Un
deseo, un anhelo, ocupaba a diario cada pensamiento del joven
Pedro, apenas un niño: volar. Era tal su obsesión,
que cada madrugada, cuando ni tan siquiera el gallo del corral
había entonado su canto, el pequeño daba un
salto de su cama, antes de que nadie despertase, y corría
al techo del granero. «
Si
me lanzo desde aquí, volaré»
Así que gateaba por la vieja escalera carcomida
hasta subir al tejado. Elevaba sus brazos al viento y se
concentraba, sumido en sus pensamientos, en ser pájaro.
En su mente, sus manitas iban sustituyendo dedos por plumaje
y sus brazos se volvían ligeros y alados. Su cuerpo
continuaba con la transformación y, por último,
su pecosa y traviesa carita se encogía y encogía,
hasta que el pico sobresalía. Luego se veía
a sí mismo dando un salto y agitando con fuerza sus
recién estrenadas alas, para así, al fin,
emprender el ansiado vuelo. Pero éste jamás
llegaba, y Pedro volvía a la realidad de su cuerpo
humano, al golpearse una y otra vez con el suelo, por suerte,
no muy lejano, y siendo engullido a diario, por un montón
de heno que le esperaba, y que su padre había colocado
en el lugar, a petición de su madre, pues…
los niños, no vuelan.
Tal era su necesidad de surcar el cielo, que ni en las
noches su mente descansaba. Al cerrar los ojos cada noche,
el sueño lo envolvía haciéndole sentir
ligero como una pluma. Si agudizaba su mirada, apreciaba
bajo su cuerpo la forma de las montañas y el brillo
del mar, las lomas de las colinas y el ganado que pasta,
sereno, en el valle. Hasta que el amargo despertar le hacía
sentarse de golpe en su cama, con alguna lágrima
traicionera que nublaba su vista.
Pero aquella noche algo cambió. Tuvo un sueño
en el que saltaba desde mucha más altura, la suficiente
para que, la transformación, pudiese llevarse a cabo.
La solución llegaba como un regalo envuelto en una
sonrisa. Cuanto más lo pensaba, más convencido
estaba de que resultaría; y a pesar de que su familia
no creía en él, y su padre incluso le había
dicho que debía de dejar de creer en cuentos para
niños e historias de brujas, él sentía
que debía intentarlo.
Apenas se vistió con lo necesario, corrió
con toda la rapidez que sus cortas piernas le permitían,
el corazón latiendo tan a prisa que ya parecía
estar en pleno vuelo. Y recordó el risco del río.

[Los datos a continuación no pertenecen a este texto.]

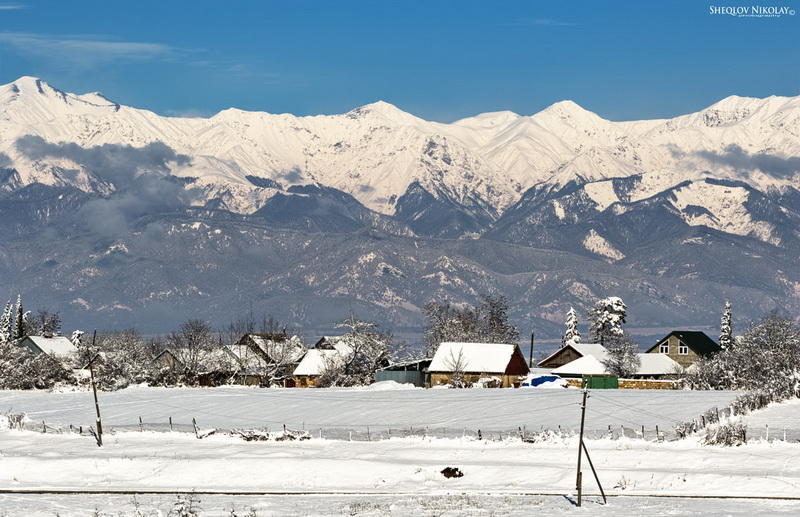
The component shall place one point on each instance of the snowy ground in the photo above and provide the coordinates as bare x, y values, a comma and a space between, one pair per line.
776, 421
385, 472
379, 506
397, 476
338, 413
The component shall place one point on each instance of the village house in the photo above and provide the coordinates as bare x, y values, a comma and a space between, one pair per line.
166, 359
476, 361
685, 347
570, 352
651, 366
59, 348
327, 352
267, 357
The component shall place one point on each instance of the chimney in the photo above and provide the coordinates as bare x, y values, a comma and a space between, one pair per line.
530, 360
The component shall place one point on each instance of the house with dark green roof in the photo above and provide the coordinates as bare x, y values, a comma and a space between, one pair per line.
685, 347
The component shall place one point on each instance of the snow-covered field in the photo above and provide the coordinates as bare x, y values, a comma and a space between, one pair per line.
401, 467
386, 476
381, 506
776, 421
340, 412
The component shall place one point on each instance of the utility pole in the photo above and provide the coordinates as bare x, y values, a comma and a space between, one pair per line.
94, 391
578, 480
582, 449
530, 360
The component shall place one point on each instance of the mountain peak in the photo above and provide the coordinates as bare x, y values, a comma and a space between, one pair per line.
382, 109
567, 107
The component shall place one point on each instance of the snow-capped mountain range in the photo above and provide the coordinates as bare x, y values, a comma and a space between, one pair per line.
562, 179
376, 152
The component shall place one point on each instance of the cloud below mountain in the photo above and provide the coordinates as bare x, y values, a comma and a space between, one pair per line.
738, 158
139, 176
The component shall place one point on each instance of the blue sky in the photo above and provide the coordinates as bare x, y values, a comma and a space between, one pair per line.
441, 60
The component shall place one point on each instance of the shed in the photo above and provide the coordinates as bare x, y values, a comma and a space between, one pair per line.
58, 347
685, 347
477, 360
166, 359
651, 366
314, 362
409, 372
570, 352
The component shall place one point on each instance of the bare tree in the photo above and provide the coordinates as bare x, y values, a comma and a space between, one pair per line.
360, 351
456, 364
192, 344
484, 323
622, 359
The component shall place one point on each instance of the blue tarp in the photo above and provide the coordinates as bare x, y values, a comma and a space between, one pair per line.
536, 381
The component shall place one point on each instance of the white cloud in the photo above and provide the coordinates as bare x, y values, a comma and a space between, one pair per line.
83, 52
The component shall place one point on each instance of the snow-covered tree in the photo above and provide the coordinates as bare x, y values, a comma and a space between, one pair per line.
283, 357
766, 357
77, 338
362, 349
6, 324
20, 321
571, 334
606, 319
725, 328
457, 364
484, 323
44, 323
192, 344
622, 359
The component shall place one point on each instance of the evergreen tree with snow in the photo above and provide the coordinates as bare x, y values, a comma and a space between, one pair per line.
6, 325
20, 327
571, 334
606, 319
725, 328
622, 359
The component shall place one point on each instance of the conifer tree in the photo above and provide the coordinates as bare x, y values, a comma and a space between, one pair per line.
571, 333
6, 325
725, 328
19, 322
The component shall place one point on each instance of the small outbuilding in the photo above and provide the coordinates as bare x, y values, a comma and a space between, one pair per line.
57, 347
408, 372
316, 360
651, 366
474, 361
166, 359
570, 352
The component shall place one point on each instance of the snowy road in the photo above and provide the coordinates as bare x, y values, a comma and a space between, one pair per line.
382, 506
178, 461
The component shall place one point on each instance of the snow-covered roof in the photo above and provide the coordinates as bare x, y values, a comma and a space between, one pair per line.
656, 364
315, 359
583, 349
476, 357
277, 347
593, 349
586, 365
649, 364
57, 346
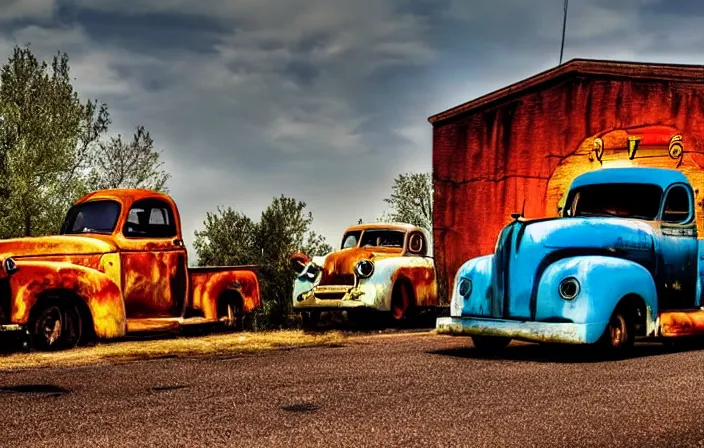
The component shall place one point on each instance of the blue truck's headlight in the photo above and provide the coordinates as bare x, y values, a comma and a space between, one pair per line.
568, 288
465, 287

Alto, empinado, peligroso y poco transitado. Siguió
corriendo a pesar de la fatiga y, al fin, plantó
las rodillas en la tierra, a escasos metros del borde del
saliente sobre el río. Tan agitada era su respiración,
que las aves cercanas emprendieron el vuelo.
Despacio, con la mirada al frente, se acercó al
borde de aquel elevado saliente, hasta que notó que
sus rodillas no podían apenas sujetarle. No miraría
abajo. No todavía. Respiró hondo y comenzó
primero a visualizar en su mente, una vez más, cómo
su cuerpo realizaba la transformación. Pero esta
vez, cuando el pequeño pico apareció en su
carita, movilizó sus brazos a pesar de que no eran
alas… y saltó.
No era la sensación que él esperaba. Apenas
podía respirar, tenía miedo, no conseguía
abrir los ojos, agitaba sus alas, pero solo encontró
brazos. El ruido del agua golpeando con rabia las piedras
a pocos metros ya de él. Iba a morir. Iba a morir
sin poder mostrar a su padre que volar era posible. Llevó
sus brazos humanos al rostro y lo cubrió en un inútil
intento de protegerse y lloró.
Fue justo en ese instante que sintió un fuerte pellizco
en sus hombros y un cosquilleo intenso en el estómago,
mientras sentía cómo se elevaba. Sorprendido
abrió los ojos y vio que el agua del río se
alejaba y el cielo lo recibía con ansia. Notaba la
opresión en sus hombros y un fuerte viento a ambos
lados de su cabeza. Al mirar hacia arriba, observó
cómo un águila inmensa y majestuosa lo había
tomado entre sus garras fuertes y lo elevaba a su nido de
forma contundente. No sintió miedo. Al fin, estaba
volando.
Con cuidado, la inmensa criatura lo colocó sobre
su nido y le protegió el cuerpo con sus alas en un
gesto protector. Poco a poco, de forma lenta, el águila
comenzó a cambiar su forma ante la atónita
mirada del niño. Su gran pico curvo se reducía,
sus ojos agrandaban, su cabeza crecía y sus alas
menguaban. Su cuerpo se alargaba, y unas manos le abrazaban.
— Gracias por salvarme la vida, papá.